After the script runs you would see output similar to the following, assuming the system could connect to all the targets.

server1
server1
server2
server2
server3
server3
server4
server4
server5
server5

If you see a single entry for a host name, check to ensure connectivity to that host is working and try again. 

Here is another sample script which connects to a system, stops a service, deletes a file, copies a new file to the system via scp, then starts the related service.

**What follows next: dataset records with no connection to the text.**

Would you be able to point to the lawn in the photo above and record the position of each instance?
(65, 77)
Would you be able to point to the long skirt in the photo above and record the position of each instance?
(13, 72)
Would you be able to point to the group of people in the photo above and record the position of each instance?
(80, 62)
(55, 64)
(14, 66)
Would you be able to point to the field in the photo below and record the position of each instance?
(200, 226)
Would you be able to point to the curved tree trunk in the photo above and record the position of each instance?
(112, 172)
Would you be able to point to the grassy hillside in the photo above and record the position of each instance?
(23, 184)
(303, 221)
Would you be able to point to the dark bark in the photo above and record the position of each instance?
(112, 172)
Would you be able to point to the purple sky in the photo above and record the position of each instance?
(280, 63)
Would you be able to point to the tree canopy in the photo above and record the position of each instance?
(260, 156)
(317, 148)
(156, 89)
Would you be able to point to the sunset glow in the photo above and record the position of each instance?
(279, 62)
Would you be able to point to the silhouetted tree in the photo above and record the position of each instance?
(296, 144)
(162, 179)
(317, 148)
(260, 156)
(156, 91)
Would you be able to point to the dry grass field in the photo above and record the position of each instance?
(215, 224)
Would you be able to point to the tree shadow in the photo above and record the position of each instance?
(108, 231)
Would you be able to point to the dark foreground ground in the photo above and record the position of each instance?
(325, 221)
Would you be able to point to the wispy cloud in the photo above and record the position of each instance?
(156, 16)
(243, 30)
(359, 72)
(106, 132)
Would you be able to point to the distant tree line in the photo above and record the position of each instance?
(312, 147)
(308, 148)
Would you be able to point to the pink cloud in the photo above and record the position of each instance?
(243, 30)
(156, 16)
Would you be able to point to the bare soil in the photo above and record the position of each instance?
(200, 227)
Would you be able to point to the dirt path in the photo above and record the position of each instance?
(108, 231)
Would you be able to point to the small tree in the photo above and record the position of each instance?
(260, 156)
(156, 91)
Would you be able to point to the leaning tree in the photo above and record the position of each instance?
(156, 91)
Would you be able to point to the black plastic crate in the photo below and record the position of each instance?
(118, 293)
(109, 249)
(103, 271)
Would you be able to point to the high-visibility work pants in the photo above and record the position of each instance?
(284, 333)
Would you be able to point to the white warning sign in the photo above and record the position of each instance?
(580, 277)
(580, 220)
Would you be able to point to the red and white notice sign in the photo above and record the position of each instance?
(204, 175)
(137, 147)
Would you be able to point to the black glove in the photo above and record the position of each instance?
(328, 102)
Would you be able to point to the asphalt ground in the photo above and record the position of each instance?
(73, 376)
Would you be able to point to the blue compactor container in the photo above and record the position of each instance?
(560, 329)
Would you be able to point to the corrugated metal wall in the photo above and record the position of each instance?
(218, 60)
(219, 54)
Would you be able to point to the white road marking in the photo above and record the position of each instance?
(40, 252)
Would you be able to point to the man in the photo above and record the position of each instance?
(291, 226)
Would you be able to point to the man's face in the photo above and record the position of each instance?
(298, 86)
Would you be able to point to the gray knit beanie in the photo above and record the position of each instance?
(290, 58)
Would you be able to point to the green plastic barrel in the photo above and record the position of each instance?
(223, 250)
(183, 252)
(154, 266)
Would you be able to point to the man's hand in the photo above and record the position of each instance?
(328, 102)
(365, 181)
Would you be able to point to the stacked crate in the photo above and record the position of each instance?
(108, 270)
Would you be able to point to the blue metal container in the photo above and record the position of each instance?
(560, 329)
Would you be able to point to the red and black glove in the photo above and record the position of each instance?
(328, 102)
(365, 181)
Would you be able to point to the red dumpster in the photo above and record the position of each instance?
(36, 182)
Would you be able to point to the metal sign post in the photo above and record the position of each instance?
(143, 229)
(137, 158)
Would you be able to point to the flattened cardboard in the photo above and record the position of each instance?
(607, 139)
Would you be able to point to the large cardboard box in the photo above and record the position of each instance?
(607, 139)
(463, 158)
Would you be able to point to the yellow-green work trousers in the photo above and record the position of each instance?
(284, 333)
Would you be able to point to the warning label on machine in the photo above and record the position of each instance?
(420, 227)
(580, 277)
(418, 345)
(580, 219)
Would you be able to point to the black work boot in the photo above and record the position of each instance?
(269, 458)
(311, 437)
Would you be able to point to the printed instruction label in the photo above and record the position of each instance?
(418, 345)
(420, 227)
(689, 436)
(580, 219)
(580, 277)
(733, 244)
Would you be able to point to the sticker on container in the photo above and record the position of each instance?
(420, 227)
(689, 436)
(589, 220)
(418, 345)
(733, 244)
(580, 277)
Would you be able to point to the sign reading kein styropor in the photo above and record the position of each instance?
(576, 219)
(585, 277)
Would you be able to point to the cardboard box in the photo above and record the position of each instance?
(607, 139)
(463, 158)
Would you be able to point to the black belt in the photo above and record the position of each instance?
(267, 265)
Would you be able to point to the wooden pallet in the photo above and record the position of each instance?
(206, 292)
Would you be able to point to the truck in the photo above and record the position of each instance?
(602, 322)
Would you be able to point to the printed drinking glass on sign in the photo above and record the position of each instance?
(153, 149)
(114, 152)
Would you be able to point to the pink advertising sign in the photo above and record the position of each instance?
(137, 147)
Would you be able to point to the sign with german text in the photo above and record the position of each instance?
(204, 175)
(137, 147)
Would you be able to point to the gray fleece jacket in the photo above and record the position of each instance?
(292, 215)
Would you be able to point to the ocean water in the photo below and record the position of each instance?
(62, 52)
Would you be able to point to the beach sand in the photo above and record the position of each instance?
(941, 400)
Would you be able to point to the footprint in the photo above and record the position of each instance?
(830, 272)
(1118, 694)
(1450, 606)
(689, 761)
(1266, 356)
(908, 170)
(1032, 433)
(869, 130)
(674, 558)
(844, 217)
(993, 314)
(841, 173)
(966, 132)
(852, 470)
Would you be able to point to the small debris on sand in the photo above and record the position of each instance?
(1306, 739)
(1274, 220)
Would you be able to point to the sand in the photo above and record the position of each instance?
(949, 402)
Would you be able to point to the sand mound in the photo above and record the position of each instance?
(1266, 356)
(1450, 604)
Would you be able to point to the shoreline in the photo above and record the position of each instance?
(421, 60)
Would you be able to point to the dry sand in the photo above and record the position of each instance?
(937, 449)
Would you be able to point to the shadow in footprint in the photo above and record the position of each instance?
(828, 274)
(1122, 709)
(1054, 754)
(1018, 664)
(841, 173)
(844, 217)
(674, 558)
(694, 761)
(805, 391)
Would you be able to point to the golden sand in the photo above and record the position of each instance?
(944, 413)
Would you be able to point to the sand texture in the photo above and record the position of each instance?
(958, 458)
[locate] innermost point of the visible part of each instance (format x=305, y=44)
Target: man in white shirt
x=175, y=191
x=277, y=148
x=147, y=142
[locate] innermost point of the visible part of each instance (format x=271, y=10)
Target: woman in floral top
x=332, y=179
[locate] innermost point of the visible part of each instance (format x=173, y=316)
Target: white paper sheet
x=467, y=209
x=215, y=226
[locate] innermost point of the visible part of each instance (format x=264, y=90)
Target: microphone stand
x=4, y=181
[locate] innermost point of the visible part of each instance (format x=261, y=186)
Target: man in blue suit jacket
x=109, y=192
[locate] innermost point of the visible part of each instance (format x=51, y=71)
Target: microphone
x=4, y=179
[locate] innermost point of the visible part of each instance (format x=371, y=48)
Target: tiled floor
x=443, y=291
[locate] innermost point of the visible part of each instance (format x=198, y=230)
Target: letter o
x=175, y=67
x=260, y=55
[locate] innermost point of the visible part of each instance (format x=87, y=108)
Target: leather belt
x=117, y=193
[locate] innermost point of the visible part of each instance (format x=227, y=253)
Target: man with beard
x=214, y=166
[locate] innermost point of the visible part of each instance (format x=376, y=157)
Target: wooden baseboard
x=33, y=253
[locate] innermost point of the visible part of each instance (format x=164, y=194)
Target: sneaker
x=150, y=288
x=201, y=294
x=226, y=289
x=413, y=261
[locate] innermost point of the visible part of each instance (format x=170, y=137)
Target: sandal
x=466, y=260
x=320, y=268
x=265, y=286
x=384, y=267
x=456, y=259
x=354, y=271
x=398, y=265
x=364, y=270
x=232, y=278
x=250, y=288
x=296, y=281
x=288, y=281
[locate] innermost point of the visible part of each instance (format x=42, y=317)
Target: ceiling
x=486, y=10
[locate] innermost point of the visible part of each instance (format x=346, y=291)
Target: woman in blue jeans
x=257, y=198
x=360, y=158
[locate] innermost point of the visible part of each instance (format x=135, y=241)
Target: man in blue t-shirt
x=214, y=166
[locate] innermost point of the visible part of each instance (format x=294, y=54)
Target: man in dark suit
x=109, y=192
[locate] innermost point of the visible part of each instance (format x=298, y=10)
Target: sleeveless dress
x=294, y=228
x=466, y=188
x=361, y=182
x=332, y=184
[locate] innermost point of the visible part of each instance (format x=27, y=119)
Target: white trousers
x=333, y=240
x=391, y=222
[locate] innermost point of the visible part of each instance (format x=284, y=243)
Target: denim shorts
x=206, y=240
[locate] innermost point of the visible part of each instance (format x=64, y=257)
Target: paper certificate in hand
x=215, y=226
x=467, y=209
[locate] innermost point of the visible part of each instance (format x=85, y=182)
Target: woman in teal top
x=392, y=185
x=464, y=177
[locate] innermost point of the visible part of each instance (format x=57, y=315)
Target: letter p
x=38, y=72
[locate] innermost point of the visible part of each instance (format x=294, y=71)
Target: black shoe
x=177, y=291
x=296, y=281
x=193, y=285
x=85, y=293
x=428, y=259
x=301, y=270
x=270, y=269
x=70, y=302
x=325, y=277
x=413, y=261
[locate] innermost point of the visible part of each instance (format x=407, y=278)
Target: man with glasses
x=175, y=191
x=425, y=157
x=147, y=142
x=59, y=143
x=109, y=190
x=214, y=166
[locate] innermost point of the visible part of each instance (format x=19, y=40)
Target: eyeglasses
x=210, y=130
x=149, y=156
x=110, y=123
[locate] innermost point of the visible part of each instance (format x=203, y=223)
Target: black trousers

for l in `cat servers`; do echo $l;ssh -q $l service besclient stop;echo $l; done 
for l in `cat servers`; do echo $l;ssh -q $l rm -rf /var/opt/BESClient/besclient.config;echo l; done 
for l in `cat servers`; do scp besclient.config $l:/var/opt/BESClient/;echo $l; done 
for l in `cat servers`; do echo $l;ssh -q $l service besclient start;echo $l; done

In no particular order, here are the main scripts I rely upon for daily tasks:

This script can stop a service, remove the related rpms and then delete the app directory to clean up target systems:

for l in `cat servers`; do echo $l;ssh -q $l service besclient stop;echo $l; done 
for l in `cat servers`; do echo $l;ssh -q $l rpm -e BESAgent-9.5.10.79-rhe6.x86_64;echo $l; done 
for l in `cat servers`; do echo $l;ssh -q $l rpm -e BESAgent-9.5.3.211-rhe5.x86_64;echo $l; done 
for l in `cat servers`; do echo $l;ssh -q $l rm -rf /etc/opt/BESClient /var/opt/BESClient /opt/BESClient;echo $l; done 

This script gathers some hardware details from the target hosts which can be useful for inventorying systems:

 for l in `cat servers`; do echo $l;ssh -q $l dmidecode | grep -i serial;echo $l; done
 for l in `cat servers`; do echo $l;ssh -q $l lscpu | grep "CPU(s):";echo $l; done
 for l in `cat servers`; do echo $l;ssh -q $l lscpu | grep "Core(s) per socket:";echo $l; done
 for l in `cat servers`; do echo $l;ssh -q $l lscpu | grep "Socket(s):";echo $l; done 
 for l in `cat servers`; do echo $l;ssh -q $l free -h;echo $l; done 

This script copies another script to target systems /etc/cron.daily folders so these scripts will be executed every 24 hours:

 for l in `cat servers`; do ssh -q $l /etc/cron.daily/update-tools.sh; done 

This script sets the owner of a certain file on target systems to be “prod1”:

 for l in `cat servers`; do echo $l;ssh -q $l chown prod1:prod /fileData/fileroot/certs/interac.jks;echo $l; done 

This script tells all target hosts to run a yum update and not prompt to install packages:

 for l in `cat servers`; do ssh -q $l yum -y update; echo $l; done 

This script backs up the /etc/shadow file on all target hosts to the root directory:

 for l in `cat servers`; do echo $l;ssh -q $l cp /etc/shadow /root/shadow20210604;echo $l; done 

This script reboots all servers listed in the servers file:

 for l in `cat servers`; do ssh -q $l shutdown -r now; echo $l; done 

This script can come in handy to unmount an existing NFS volume then update /etc/fstab with a new NFS mount name and remount all volumes:

 for l in `cat servers`; do echo $l;ssh -q $l umount /clover;echo $l; done 
 for l in `cat servers`; do echo $l;ssh -q $l;sed -r -i 's|vnx-corp-nfs1|unity-corp-nfs01|' /etc/fstab;mount -a;echo $l;      done 

This script can add a host file entry to target systems

 for l in `cat servers`; do ssh -q $l 'echo "10.18.12.33  github.devops.local" >> /etc/hosts'; echo $l; done 

Finally, this script can tell you the current uptime on all target hosts:

 for l in `cat servers`; do echo $l;ssh -q $l uptime;echo $l; done 

As you can see, the functionality of these scripts is limited only by your imagination. I hope these are helpful and that they ease your administrative workload.